“Lollipop and candy” — is that the best the Opposition can do in response to the budget? That’s the question Deputy Prime Minister and Minister for Finance Professor Biman Prasad posed to Parliament today, as the Committee of Supply began scrutinising the proposed 2025–26 Budget.
Professor Prasad took aim at Opposition MP Bala, who, after two weeks of reviewing the budget papers, dismissed them as little more than “lollipops” — symbolic, empty gestures. “He had two weeks to go through the budget, and all he could come up with was a lollipop,” the DPM said, condemning the Opposition’s critique as superficial. “Some of them have suddenly got a taste of lollipop and candy,” he added, sceptically asking whether such language reflects the depth of concern expected from elected representatives.
The Committee of Supply stage offers MPs a line-by-line opportunity to debate and amend allocations for different ministries and agencies. It follows the formal presentation of the Budget speech and precedes the passing of full appropriation legislation.
In defending the budget, Professor Prasad emphasised that this was no sweet treat for show—supporters argue the plan balances investment in public services with the realities of fiscal responsibility. It proposes increased funding for health, education, and infrastructure, while also addressing rising social support needs and stabilising the fiscal deficit.

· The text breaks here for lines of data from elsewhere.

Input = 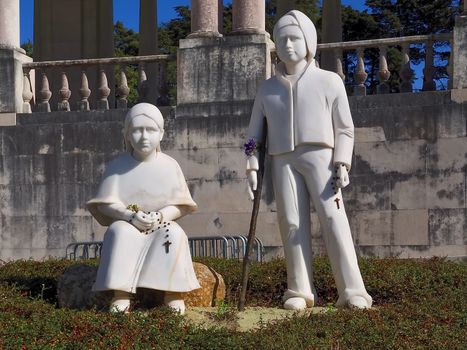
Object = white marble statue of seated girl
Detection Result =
[87,103,200,313]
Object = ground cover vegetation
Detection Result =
[0,258,467,349]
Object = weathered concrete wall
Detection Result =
[0,92,467,259]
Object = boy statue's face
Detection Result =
[275,25,308,64]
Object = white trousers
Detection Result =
[271,145,372,307]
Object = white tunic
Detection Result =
[87,152,200,293]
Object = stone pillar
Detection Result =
[0,0,19,47]
[138,0,160,104]
[139,0,159,56]
[189,0,220,38]
[276,0,297,21]
[320,0,342,72]
[0,0,32,125]
[232,0,266,34]
[451,9,467,102]
[217,0,224,34]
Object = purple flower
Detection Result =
[243,139,258,157]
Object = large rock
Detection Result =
[57,262,225,310]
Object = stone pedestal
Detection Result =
[176,34,272,117]
[0,44,32,125]
[451,12,467,102]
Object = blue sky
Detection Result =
[20,0,365,43]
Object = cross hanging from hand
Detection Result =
[163,241,172,254]
[334,198,340,209]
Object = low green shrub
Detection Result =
[0,258,467,350]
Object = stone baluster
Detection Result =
[58,72,71,111]
[97,69,110,110]
[376,46,391,94]
[22,70,33,113]
[157,61,169,106]
[117,67,130,109]
[232,0,266,34]
[137,63,149,102]
[334,49,345,80]
[423,39,436,91]
[78,71,91,111]
[399,43,413,92]
[188,0,221,38]
[0,0,20,48]
[446,38,454,90]
[353,47,368,96]
[37,72,52,112]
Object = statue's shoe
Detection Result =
[164,292,185,315]
[284,297,306,310]
[109,298,131,314]
[347,296,368,309]
[109,290,132,314]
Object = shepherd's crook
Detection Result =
[238,118,268,311]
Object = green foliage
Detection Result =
[0,258,467,349]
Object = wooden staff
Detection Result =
[238,118,268,311]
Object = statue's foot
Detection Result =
[284,297,306,310]
[109,291,131,314]
[347,296,368,309]
[164,292,185,315]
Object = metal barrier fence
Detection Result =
[65,235,264,262]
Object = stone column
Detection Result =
[320,0,342,72]
[138,0,160,104]
[232,0,266,34]
[189,0,220,38]
[139,0,159,56]
[0,0,32,121]
[450,9,467,103]
[0,0,19,47]
[276,0,297,21]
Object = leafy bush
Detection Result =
[0,258,467,349]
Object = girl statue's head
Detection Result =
[123,103,164,160]
[273,10,317,62]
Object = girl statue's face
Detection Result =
[128,115,164,160]
[275,25,308,64]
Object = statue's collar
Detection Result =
[276,59,316,83]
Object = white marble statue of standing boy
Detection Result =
[87,103,200,313]
[246,11,372,310]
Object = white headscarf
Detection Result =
[273,10,317,62]
[123,102,164,153]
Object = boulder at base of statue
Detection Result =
[57,262,225,310]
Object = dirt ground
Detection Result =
[185,307,327,332]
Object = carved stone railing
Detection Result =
[318,33,453,95]
[23,55,176,113]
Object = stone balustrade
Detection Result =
[22,55,176,113]
[23,33,453,113]
[317,33,453,95]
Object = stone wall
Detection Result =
[0,92,467,260]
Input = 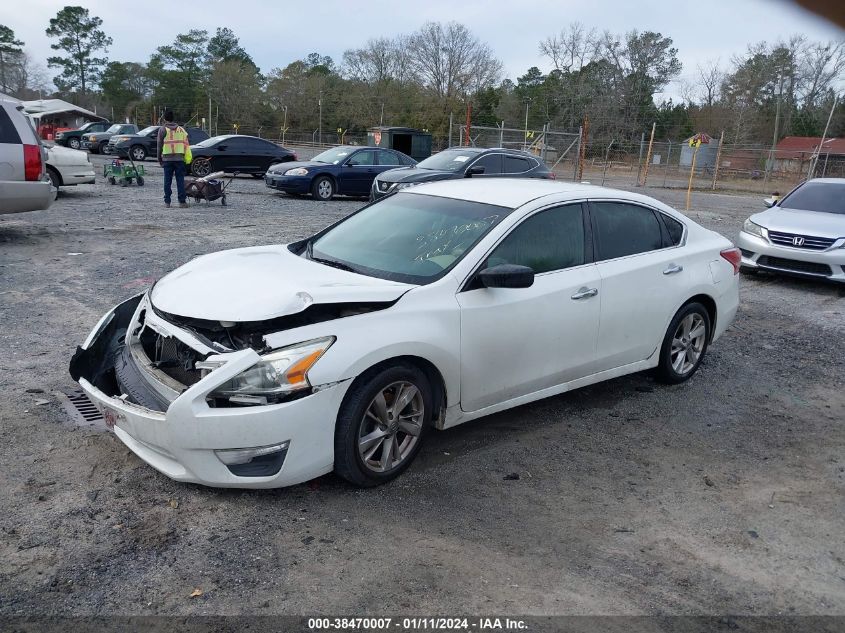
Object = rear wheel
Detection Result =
[334,364,433,487]
[656,303,711,384]
[311,176,334,200]
[47,167,62,200]
[129,145,147,162]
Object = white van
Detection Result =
[0,94,53,213]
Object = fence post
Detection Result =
[634,132,645,186]
[711,130,725,191]
[663,141,672,189]
[640,122,657,187]
[574,114,590,180]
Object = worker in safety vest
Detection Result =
[158,110,191,207]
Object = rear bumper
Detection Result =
[71,297,350,488]
[264,173,311,193]
[737,231,845,282]
[0,180,53,213]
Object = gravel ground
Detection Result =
[0,158,845,615]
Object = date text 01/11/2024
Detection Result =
[308,617,528,631]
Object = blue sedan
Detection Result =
[264,145,417,200]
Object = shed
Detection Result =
[681,137,719,169]
[367,126,431,161]
[23,99,107,138]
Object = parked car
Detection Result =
[737,178,845,282]
[108,125,208,161]
[70,178,740,488]
[0,97,52,213]
[191,134,296,178]
[264,145,417,200]
[44,142,95,200]
[56,121,112,149]
[370,147,555,200]
[82,123,138,154]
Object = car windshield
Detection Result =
[311,147,352,165]
[305,193,511,284]
[417,150,476,171]
[778,181,845,215]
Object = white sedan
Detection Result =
[737,178,845,283]
[43,141,95,200]
[70,179,740,488]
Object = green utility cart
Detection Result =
[103,158,145,187]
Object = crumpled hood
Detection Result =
[150,245,414,323]
[267,160,337,175]
[751,207,845,238]
[378,167,454,182]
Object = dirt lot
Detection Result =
[0,154,845,615]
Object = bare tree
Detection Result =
[540,22,601,73]
[408,22,502,99]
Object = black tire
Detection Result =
[47,166,62,200]
[311,176,334,202]
[191,158,214,178]
[129,145,147,163]
[334,363,434,487]
[655,302,712,385]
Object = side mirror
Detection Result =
[478,264,534,288]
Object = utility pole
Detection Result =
[763,72,783,185]
[807,94,839,178]
[522,97,531,151]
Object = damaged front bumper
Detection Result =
[70,295,349,488]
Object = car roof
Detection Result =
[402,178,664,209]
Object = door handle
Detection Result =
[572,286,599,301]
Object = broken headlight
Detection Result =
[209,336,335,404]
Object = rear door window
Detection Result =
[487,204,586,274]
[505,156,531,174]
[472,154,502,176]
[590,202,663,261]
[0,105,21,144]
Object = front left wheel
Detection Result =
[334,364,433,487]
[656,303,711,385]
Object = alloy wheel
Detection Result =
[358,381,425,473]
[191,158,211,178]
[669,312,707,376]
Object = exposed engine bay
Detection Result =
[70,294,396,412]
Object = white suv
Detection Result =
[0,95,53,213]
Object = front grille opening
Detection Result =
[757,255,831,277]
[56,389,107,430]
[140,328,202,386]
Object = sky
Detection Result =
[0,0,845,98]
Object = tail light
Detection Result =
[720,248,742,275]
[23,145,44,180]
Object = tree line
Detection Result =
[0,6,845,145]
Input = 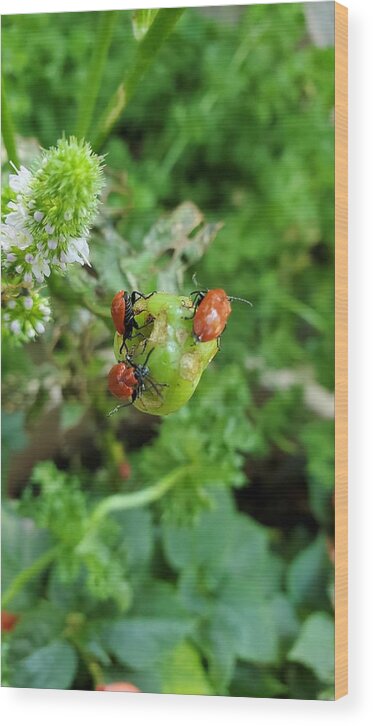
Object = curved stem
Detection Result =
[76,10,116,138]
[1,76,19,166]
[91,466,190,525]
[1,466,190,608]
[1,546,59,608]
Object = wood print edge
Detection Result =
[335,3,348,699]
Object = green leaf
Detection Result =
[132,9,158,40]
[230,663,287,698]
[287,535,330,608]
[162,642,212,696]
[113,509,153,571]
[11,640,78,688]
[105,617,193,669]
[211,596,279,664]
[288,612,334,685]
[1,509,50,611]
[270,592,299,643]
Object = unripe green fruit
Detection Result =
[114,292,218,416]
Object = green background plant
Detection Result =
[3,4,334,698]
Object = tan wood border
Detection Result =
[335,3,348,699]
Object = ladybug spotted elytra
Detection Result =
[191,288,251,343]
[108,348,167,416]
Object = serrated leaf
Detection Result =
[1,509,50,611]
[287,535,330,608]
[288,612,335,684]
[113,509,153,571]
[11,640,78,689]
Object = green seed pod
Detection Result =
[114,292,218,416]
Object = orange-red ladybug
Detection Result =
[108,348,167,416]
[111,290,154,352]
[191,288,251,343]
[108,363,138,401]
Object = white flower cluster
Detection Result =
[0,137,103,346]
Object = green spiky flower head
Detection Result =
[1,137,103,285]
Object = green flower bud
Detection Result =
[114,292,218,416]
[1,137,103,285]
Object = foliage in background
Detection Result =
[3,4,334,698]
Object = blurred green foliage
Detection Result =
[3,4,334,698]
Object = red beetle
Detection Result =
[191,288,251,343]
[108,348,167,416]
[1,610,19,632]
[111,290,154,352]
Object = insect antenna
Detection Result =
[228,295,253,308]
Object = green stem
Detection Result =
[1,466,186,608]
[1,546,59,608]
[91,466,190,526]
[76,10,116,138]
[1,77,19,166]
[92,8,184,151]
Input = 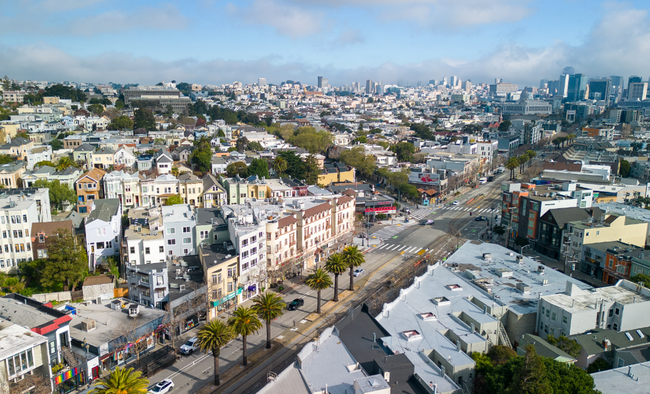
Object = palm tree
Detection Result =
[342,245,366,291]
[253,291,287,349]
[198,319,235,386]
[90,367,149,394]
[228,306,262,366]
[305,268,332,313]
[506,157,519,179]
[325,253,348,302]
[273,157,287,176]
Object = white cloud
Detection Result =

The Opposition, however, remains critical. Their spokespersons have described the budget as light on long-term strategy, with insufficient structural reforms in tax, debt management, and private-sector stimulus. Their “lollipop” framing suggests cosmetic, short-term cheer, but no deep-rooted economic nourishment.

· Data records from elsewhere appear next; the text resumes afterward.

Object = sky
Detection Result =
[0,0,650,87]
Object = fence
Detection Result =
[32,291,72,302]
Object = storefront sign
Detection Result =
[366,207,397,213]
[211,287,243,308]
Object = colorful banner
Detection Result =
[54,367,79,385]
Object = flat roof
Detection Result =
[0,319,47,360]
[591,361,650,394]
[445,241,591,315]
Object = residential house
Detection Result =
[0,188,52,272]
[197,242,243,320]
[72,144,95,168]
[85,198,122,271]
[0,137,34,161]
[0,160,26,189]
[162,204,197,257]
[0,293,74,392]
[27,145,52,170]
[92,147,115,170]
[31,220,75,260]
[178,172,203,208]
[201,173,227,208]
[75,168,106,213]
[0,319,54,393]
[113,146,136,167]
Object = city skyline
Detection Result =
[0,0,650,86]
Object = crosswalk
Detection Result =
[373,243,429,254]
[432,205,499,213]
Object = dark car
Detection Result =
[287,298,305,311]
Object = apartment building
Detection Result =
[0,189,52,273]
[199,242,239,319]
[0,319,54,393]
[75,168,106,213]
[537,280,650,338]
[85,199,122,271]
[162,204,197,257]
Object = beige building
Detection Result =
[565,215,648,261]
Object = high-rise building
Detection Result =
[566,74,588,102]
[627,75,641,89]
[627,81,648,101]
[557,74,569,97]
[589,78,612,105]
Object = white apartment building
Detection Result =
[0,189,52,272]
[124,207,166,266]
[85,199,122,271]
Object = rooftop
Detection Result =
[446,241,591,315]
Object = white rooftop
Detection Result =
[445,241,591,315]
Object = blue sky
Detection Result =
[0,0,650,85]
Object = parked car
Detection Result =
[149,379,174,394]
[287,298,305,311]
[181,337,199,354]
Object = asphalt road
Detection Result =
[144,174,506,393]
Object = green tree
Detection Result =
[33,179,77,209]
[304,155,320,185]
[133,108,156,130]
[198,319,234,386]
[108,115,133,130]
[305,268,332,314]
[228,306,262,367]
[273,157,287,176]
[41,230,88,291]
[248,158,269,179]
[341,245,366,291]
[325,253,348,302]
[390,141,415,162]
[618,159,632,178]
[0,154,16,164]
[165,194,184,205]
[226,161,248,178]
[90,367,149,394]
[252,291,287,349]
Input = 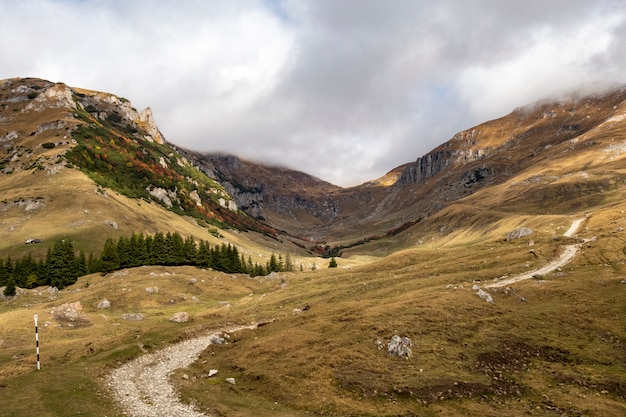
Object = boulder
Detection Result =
[170,311,189,323]
[122,313,143,321]
[387,335,413,359]
[50,301,89,325]
[96,298,111,308]
[506,227,533,241]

Professor Prasad countered this perspective by highlighting proposed reforms targeting public sector efficiency, improvements in revenue collection, and enhanced debt discipline. He stressed that in a small island economy like Fiji—vulnerable to climate shocks and global market swings—overspending risks fuelling inflation and undermining investor confidence.

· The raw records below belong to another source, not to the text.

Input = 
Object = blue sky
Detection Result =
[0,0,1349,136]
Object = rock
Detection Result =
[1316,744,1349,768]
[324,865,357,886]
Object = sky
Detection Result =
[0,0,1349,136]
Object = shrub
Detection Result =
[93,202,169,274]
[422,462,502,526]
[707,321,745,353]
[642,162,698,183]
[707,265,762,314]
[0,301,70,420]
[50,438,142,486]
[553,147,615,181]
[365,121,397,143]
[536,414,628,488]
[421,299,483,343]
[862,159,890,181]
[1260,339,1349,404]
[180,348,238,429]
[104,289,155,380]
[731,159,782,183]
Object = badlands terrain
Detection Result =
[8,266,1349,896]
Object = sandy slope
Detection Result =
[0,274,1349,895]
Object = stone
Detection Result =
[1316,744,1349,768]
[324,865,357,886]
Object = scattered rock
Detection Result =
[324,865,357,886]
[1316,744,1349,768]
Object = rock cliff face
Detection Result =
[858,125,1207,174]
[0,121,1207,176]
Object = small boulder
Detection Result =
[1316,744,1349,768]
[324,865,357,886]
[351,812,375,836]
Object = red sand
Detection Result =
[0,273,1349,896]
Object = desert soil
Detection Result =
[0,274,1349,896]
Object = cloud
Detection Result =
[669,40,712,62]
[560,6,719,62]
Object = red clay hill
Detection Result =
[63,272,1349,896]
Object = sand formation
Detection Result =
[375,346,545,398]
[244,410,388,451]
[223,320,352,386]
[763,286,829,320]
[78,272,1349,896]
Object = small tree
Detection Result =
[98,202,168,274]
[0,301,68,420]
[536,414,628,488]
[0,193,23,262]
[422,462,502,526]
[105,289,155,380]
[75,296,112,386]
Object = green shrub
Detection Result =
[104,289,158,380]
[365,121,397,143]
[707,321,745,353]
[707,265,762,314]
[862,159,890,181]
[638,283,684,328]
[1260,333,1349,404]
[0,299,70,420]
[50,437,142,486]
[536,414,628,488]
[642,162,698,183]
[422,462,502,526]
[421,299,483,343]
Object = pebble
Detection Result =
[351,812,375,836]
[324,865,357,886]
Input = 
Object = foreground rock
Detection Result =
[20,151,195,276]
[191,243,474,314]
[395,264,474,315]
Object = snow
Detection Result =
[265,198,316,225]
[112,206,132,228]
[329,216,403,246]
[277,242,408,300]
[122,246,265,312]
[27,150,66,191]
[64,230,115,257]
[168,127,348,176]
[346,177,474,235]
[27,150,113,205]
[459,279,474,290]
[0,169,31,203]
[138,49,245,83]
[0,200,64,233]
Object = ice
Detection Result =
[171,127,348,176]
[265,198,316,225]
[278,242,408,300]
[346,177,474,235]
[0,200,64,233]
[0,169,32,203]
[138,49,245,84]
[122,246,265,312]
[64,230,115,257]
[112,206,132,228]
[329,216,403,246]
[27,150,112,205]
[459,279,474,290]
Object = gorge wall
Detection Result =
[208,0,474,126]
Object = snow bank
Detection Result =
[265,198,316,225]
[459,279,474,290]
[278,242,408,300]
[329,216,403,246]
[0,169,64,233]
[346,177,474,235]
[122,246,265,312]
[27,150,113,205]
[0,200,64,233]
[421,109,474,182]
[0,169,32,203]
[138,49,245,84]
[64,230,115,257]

The Finance Minister pointed out that similar “sweetened” budgets have drawn criticism elsewhere. Even well-resourced economies frequently face accusations of prioritising headline-grabbing incentives over meaningful structural reform. He argued that, unlike those, Fiji’s 2025–26 plan is meant to balance populist appeal with intergenerational responsibility.
Outside Parliament, business leaders and financial institutions have largely endorsed the budget. They praised targeted capital investment and expressed cautious optimism that, if executed as intended, the plan could help support stable growth around 3–4 percent in the coming year. They also welcomed signs that future debt levels would be kept within sustainable bounds.
But for the opposition benches, frustration persists. They argue critical reforms—particularly on tax and productivity—were either glossed over or postponed. While their verdict may seem harsh, it signals a deeper mistrust of the government’s ability to convert short-term outlays into long-term economic resilience.
As the Committee of Supply continues its examination over the coming days, MPs from all sides will have a chance to question allocations in detail. Whether this process leads to meaningful adjustments—or simply reinforces the competing narratives of “lollipop politics” versus prudent governance—remains to be seen. The final vote on the budget, along with any amendments, will come before the full Parliament in the post-Committee session.